I bumped into a neighbour of my sales team’s London office who sell NLP-type training (Rebecca and Rachel) and we got chatting on their industry and the lack of funds people put aside to train their people.

The Chartered Institute of Personnel Development is their professional body, and I’d heard of them recently as they’d just opened a swanky £12m building in Wimbledon.  It turns out that in their latest ‘state of the nation’ industry report, they found that the average amount of cash spent each year per employee on training was just £607.

That’s not a lot.  I remember around 2003 sitting in on a training course with a bloke from Tack International who, aside from his personal shortcomings on the training front and lack of sales savvy, did make one worthwhile observation; that his firm reckoned only 1½ days a year were given to the typical rep in training.

And I recall my very first formal training.  A Welshman that my sales director rated highly called Wynn Rees said he could give me a one-on-one for a day and give me the basics for around £800 (this was back in the early 90s).  Yet to squeeze more value out the day, my boss decided to include about half-a-dozen other reps.  Although Wynn was great value, this wasn’t the approach I’d recommend, as the older guys took the micturate a touch thinking it was beneath them.  And at around £100 a pop, did it really progress them?  I don’t reckon so.

In my quest for knowledge on the embryonic sales software marketplace in the mid-90s, I read a book (can’t remember what it was as some bugger pinched it from me!) that spoke about linking ‘development’ into software so that task-related elements could be reinforced by systems.  It was pretty interesting stuff, and ten years later, in Val D’Isere a CEO of Huthwaite got all excited telling me about how he was putting this in place for ‘spin’. I bet firms are paying more than six hundred quid per person on this….

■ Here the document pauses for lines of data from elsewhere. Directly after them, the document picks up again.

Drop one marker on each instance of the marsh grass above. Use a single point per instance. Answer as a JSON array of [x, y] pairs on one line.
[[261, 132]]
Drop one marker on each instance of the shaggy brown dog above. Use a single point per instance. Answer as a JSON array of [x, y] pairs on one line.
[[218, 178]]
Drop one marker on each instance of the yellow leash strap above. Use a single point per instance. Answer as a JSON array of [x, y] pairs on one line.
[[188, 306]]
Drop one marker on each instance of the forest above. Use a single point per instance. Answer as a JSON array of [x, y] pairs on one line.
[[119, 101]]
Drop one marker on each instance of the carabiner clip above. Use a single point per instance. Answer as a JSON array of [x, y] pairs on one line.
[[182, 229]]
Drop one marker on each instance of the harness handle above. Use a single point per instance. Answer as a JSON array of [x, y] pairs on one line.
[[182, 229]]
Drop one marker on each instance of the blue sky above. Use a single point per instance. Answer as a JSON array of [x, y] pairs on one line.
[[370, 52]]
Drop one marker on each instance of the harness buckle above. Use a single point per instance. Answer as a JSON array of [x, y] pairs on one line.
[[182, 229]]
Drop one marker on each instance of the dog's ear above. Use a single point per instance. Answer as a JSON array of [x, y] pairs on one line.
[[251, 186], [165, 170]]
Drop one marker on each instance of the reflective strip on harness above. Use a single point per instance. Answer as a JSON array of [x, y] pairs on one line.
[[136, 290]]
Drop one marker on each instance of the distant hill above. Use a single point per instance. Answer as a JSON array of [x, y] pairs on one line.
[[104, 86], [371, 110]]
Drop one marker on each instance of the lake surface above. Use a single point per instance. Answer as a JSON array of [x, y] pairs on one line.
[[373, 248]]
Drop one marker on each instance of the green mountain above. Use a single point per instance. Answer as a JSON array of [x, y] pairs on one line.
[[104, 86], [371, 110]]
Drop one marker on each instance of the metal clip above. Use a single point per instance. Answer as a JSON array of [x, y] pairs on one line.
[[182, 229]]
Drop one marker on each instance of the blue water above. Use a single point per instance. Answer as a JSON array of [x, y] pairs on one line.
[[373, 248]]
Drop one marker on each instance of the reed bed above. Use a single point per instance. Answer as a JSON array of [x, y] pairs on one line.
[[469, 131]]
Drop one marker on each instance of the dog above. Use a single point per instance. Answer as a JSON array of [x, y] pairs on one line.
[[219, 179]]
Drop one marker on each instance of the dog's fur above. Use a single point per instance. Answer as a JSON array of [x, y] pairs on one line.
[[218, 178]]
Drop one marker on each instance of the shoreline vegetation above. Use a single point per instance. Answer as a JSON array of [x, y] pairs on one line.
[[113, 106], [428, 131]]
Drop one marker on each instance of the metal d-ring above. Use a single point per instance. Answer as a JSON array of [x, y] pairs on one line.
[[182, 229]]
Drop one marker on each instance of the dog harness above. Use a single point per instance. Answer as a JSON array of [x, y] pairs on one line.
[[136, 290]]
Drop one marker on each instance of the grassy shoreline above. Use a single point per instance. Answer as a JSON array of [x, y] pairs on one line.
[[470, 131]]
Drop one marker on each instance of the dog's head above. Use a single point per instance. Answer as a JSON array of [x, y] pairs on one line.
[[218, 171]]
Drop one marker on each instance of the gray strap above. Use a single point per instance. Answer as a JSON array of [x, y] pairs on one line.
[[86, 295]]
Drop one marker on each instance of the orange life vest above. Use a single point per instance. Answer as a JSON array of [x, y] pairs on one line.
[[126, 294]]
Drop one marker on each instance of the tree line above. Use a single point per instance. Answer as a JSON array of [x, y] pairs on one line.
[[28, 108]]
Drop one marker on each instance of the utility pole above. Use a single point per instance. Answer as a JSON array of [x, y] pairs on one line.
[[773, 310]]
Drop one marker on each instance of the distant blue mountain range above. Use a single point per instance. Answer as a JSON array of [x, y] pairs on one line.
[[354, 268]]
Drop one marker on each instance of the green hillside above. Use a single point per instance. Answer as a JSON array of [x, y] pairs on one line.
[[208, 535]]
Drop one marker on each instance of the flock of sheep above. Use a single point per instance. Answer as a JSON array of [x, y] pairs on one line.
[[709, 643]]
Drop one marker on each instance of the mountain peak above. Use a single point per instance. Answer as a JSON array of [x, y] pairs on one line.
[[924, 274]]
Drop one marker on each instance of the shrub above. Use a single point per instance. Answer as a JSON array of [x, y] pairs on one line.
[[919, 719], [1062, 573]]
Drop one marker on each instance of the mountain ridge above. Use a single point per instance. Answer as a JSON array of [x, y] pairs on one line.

I try and do constant development with my guys, objection handling role play on the way to meetings at the obvious level, personal tactics to employ and so on further up the ladder.  I’ve seen many firms employ their own ‘sales ops’ guys, and I’ve seen others try and turn sales managers into ‘sales coaches’.  I’ve seen neither work.  They fail as the ‘coach’ is not at the permanent call of the rep, hasn’t clear and agreed guidelines for development areas agreed, lets ego get in the way, doesn’t reinforce the message on a frequent enough basis, and can’t prove where their efforts have brought about improvement.